Many of them are quite convinced that the FED is going to increase interest rates anytime soon. In order to heat up the situation, the president of the New York FED also talked about the situation, telling the press that the end of this same year would be an ideal moment to make the increase.
And, as usual, when the U.S. Dollar goes up, the gold goes down. Despite this unfortunate event for the precious metal, the Chinese panorama could have the opposite effect. According to a report released by Goldman Sachs Group Inc., a huge demand growth may come from Chinese investors.
Right now, both Yuan and the property market in China are fragile and keep losing value quickly. Constant depreciation policies being executed by the central government are stressing investors, who don’t want to maintain losing their money this way. While the U.S. Dollar or the Euro are both good ways, seems like they have more faith in what gold buyers can do.
According to this analysis, where Jeffrey Currie and Max Layton are involved, bullion demand could increase potentially in the short-term, stimulated by this same fear.
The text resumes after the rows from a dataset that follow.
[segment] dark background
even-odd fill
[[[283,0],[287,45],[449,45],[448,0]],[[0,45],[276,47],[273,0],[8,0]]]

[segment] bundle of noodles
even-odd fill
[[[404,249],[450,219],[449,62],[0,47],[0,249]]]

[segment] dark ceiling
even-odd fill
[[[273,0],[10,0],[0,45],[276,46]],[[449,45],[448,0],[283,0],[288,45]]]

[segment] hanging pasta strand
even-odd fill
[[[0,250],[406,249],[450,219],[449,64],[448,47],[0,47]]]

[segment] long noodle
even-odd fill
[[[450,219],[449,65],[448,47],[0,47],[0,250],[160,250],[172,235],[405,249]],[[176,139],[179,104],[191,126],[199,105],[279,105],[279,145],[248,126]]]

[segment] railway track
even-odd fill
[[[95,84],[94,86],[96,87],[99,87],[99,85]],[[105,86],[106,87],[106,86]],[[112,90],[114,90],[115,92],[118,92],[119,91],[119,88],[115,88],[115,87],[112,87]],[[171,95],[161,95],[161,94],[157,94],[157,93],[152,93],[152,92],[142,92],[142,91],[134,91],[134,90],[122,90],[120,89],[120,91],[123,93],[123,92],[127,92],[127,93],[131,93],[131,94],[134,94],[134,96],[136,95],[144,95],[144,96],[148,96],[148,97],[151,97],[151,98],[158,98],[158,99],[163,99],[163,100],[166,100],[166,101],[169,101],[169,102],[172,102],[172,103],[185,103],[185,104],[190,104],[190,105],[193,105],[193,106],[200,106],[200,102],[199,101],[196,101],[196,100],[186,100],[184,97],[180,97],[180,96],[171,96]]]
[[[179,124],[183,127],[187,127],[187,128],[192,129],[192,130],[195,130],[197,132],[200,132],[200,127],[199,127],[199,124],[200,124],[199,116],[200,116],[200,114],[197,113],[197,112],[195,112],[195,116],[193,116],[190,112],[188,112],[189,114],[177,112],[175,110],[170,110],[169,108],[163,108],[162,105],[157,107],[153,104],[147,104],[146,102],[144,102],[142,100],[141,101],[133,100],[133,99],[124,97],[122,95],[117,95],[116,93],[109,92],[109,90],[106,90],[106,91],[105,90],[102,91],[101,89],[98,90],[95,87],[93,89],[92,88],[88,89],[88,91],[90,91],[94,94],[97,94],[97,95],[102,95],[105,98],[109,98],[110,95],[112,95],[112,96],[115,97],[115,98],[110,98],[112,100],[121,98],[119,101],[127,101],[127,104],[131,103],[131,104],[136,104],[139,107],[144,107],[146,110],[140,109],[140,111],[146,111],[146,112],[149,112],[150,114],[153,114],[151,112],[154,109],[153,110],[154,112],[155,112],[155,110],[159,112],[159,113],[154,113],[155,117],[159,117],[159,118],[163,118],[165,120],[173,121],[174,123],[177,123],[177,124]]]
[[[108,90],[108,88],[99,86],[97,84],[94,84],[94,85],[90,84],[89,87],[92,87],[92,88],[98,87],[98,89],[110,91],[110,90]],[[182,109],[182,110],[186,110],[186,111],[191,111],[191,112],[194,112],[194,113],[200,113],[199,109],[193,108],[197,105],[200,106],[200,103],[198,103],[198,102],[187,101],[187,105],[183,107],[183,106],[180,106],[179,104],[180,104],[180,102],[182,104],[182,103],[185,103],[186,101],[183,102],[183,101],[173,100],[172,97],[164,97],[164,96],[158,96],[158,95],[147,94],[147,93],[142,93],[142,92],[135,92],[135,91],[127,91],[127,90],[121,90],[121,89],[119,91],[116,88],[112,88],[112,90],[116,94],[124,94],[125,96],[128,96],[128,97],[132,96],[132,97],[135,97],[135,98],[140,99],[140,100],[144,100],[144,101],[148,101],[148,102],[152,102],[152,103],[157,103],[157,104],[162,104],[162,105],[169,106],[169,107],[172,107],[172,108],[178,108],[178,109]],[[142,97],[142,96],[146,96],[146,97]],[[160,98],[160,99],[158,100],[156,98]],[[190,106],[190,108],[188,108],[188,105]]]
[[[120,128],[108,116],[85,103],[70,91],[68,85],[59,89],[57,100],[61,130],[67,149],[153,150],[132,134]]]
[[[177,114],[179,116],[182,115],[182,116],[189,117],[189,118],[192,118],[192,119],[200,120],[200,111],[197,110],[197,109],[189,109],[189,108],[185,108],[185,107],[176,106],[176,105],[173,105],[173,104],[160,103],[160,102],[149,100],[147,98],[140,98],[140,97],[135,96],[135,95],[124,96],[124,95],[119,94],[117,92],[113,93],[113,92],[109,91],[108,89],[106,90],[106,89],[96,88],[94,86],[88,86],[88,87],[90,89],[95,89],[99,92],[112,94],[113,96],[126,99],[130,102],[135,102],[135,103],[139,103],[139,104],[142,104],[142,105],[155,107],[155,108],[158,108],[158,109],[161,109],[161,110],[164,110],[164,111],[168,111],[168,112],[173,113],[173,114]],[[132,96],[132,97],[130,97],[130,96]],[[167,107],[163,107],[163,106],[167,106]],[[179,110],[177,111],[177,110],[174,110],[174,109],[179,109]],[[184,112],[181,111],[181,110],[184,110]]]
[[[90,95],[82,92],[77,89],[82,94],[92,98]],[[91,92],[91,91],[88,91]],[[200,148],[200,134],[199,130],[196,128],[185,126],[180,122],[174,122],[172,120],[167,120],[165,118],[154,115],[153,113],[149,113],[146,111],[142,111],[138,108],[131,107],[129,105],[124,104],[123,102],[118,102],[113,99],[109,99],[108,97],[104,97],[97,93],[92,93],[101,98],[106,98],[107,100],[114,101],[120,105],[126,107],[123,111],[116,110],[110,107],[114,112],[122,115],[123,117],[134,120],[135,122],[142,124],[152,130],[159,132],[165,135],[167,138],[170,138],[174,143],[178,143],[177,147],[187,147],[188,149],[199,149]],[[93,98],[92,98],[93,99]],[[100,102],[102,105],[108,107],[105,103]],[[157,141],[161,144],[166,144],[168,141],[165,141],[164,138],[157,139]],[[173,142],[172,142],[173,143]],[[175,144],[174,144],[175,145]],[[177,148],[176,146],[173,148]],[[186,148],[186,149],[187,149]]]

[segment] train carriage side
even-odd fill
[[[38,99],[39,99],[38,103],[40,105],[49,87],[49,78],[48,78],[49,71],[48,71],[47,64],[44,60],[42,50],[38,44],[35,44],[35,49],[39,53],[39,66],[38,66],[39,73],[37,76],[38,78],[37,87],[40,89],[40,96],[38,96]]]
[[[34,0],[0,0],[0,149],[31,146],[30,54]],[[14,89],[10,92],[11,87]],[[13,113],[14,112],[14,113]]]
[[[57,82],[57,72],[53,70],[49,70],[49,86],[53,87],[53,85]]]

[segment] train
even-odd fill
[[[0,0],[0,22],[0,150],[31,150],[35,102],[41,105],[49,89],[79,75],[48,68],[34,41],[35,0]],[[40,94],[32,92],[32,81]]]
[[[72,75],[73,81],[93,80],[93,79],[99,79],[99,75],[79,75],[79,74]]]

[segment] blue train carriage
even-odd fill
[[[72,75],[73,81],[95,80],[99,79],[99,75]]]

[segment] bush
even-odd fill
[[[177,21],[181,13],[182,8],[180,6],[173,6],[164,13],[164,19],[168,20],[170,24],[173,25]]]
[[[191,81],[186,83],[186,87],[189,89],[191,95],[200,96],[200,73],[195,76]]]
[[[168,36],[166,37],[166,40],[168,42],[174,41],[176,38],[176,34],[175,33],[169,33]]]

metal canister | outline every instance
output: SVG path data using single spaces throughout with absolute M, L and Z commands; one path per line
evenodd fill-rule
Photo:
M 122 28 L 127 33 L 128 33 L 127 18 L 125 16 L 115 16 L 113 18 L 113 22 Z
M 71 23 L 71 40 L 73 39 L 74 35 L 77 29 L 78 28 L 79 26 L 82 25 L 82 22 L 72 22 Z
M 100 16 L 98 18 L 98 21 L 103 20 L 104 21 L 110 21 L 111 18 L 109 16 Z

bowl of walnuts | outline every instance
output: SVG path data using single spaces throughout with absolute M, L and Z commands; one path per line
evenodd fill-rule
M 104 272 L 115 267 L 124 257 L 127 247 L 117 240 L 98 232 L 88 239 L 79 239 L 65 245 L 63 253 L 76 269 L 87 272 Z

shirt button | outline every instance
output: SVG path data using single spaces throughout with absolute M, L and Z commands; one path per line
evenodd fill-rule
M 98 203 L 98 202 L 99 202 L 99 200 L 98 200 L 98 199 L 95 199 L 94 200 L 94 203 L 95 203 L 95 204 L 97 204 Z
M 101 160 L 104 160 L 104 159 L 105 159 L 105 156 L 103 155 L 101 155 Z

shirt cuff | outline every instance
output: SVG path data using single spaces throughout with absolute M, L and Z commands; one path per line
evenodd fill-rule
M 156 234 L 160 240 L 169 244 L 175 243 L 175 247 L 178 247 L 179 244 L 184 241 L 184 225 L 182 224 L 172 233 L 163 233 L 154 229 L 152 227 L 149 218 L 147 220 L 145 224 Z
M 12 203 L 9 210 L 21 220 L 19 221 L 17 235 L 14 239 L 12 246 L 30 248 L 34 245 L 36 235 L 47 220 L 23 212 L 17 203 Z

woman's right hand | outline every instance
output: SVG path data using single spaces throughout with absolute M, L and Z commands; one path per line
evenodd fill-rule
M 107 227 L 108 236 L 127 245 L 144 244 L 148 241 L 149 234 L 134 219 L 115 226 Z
The central government in China could continue with the depreciation process of its currency in order to boost exportations. A weak economy is causing this financial mayhem that began last year. After several depreciations, local investors may be looking for safer alternatives.
Indicators suggest that the Yuan weakness is directly correlated with the gold bullion demand in the Asian country. Now, with an unattractive property market, the demand would continue to growth potentially.
Opportunities in the Market
According to Goldman analysts in this same report, if the gold falls below the $1,250 mark, it should be considered as a huge opportunity to do business. This is something many Chinese investors may be seeing already, because the demand has grown effectively.
Switzerland’s gold shipments increased from 19.9 tons in August to 35.5 tons in September. This information was provided by the Swiss Federal Customs Administration and clearly suggests that the mindset shift was made weeks ago.
The Bottom Line
In order to stimulate the stagnant economy, China has depreciated its own currency a couple times in the last 12 months. While this seems like the only way to boost exportations after a collapse in their system, investors aren’t happy.
Now, a fragile property market has joined the party, leaving investors with zero interest in keeping their money in Chinese territory. This way, the precious metal may be seeing a new window to keep growing after one of its best years in decades.
In this country, FED’s report regarding the U.S. economy could be quite irrelevant. So far, they are seeing gold as a safer bet to protect their fortunes, which is wiser if we consider everything that’s going on, including the upcoming elections.